Sabemos dos impactos da violência nos jogos, mas, dependendo de como é apresentada e mediada, essa representação assume um papel fundamental.

em 28/02/2021
A representação da violência presente em jogos é alvo de críticas sobre como podem, de alguma forma, estimular a agressividade e um comportamento violento nos jogadores. É comum encontrar discussões promovidas para desmistificar essa falácia e pesquisadores dedicados a compreender essas relações de forma mais aprofundada sem chegar a conclusões genéricas e até precipitadas. Entretanto, pouco se fala sobre os benefícios dessa representação de violência nos games. O que isso poderia trazer de bom? 
Ao buscar na memória os jogos mais antigos a que tivemos acesso, facilmente lembramos daqueles em que a ação de matar um oponente era uma das mais presentes nas partidas. A forma como se dava variava bastante: com tiros, golpes, até mesmo um simples ato de pular na cabeça do inimigo. Até aquele momento, as representações eram bastante rudimentares e pouco remetiam às violências experienciadas na vida real. Além disso, a virtualidade possibilitava que as ações dentro dos jogos recorressem a elementos fantásticos, o que pouco permitia que as pessoas relacionassem jogos aos casos de violência.




Com a evolução dos gráficos e da jogabilidade, as semelhanças entre as experiências virtuais e as reais se estreitaram. Embora pessoas que não conhecessem videogames demonstrassem receio com as novidades, o argumento de que eles causam comportamentos violentos não foi inocentemente formulado. Sabemos que somos influenciados por tudo que consumimos ao longo de nossas vidas, mas há um amplo debate a respeito das cruzadas incentivadas contra jogos que de alguma forma estão a serviço do desvio dos motivadores reais da violência. É muito mais fácil culpar uma "nova" mídia pelos casos de violência do que atribuir a responsabilidade a quem deveria atentar à saúde mental e econômica da população. Além disso, o argumento favorece aos lobbys armamentistas que delegam a culpa de fatalidades causadas com armas de fogo aos jogos, e não aos problemas do uso inadequado das próprias armas.

Embora especialistas defendam que não há ligação direta entre jogos e comportamentos agressivos, sabemos que determinados conteúdos podem influenciar de alguma forma quem os consome, seja positivamente ou negativamente. Pesquisas a respeito dos supostos efeitos nocivos de determinados jogos, como a que foi publicada em em 2019 pelo periódico The Royal Society, já estão ganhando cada vez mais destaque, mas pouco se ouve falar sobre os benefícios que os jogos com representações de violência podem proporcionar.
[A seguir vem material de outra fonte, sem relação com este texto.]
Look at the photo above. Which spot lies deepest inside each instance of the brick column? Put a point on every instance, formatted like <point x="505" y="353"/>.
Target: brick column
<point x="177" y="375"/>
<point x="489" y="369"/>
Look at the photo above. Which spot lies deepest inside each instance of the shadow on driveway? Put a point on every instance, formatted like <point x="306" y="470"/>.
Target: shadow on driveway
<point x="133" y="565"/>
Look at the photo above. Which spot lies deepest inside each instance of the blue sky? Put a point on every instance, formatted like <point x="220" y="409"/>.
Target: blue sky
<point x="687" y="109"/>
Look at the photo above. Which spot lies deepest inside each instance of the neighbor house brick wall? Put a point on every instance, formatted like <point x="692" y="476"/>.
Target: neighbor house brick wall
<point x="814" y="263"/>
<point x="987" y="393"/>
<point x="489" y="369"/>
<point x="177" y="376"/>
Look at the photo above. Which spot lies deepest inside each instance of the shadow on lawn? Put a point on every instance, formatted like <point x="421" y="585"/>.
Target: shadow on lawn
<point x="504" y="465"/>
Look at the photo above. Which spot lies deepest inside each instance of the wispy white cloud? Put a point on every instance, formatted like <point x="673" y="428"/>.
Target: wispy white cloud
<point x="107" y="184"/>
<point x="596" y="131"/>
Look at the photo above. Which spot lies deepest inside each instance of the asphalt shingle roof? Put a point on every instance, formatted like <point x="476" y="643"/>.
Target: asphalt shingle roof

Embora a temática seja a mesma, as escolhas estéticas e as possíveis interações possíveis dentro de um jogo acerca de um ato violento apresentam grande potencial transformador. Em alguns casos, a violência continua deslocada da realidade e não serve como veículo de sentimentos negativos direcionados ao oponente. O ato de eliminar um inimigo ou até mesmo outro jogador faz parte estritamente das regras impostas, o que faz com que a violência se torne apenas um recurso de jogabilidade. Podemos observar esse tipo de estratégia em jogos como Hades (Multi), jogo indie do gênero roguelike que ficou extremamente popular no ano de 2020 e trouxe como narrativa central as tentativas de Zagreu de fugir do submundo. Embora você entre em combate com personagens que o protagonista conhece e até nutre alguma relação, o embate se limita apenas ao conflito de que seus adversários estão cumprindo ordens de Hades. Isso fica mais claro ainda quando fora de combate as relações não são necessariamente de inimizade.




Outro jogo que utiliza a violência como parte essencial do avanço dentro do jogo, mas descolado do sentido simbólico, é o MOBA League of Legends (PC). Utilizando de elementos fantásticos e pouco relacionados com as ações violentas do mundo real, exige que o jogador elimine os oponentes usando habilidades especiais. Uma vez eliminado, o adversário pode retornar à partida após esperar alguns segundos. 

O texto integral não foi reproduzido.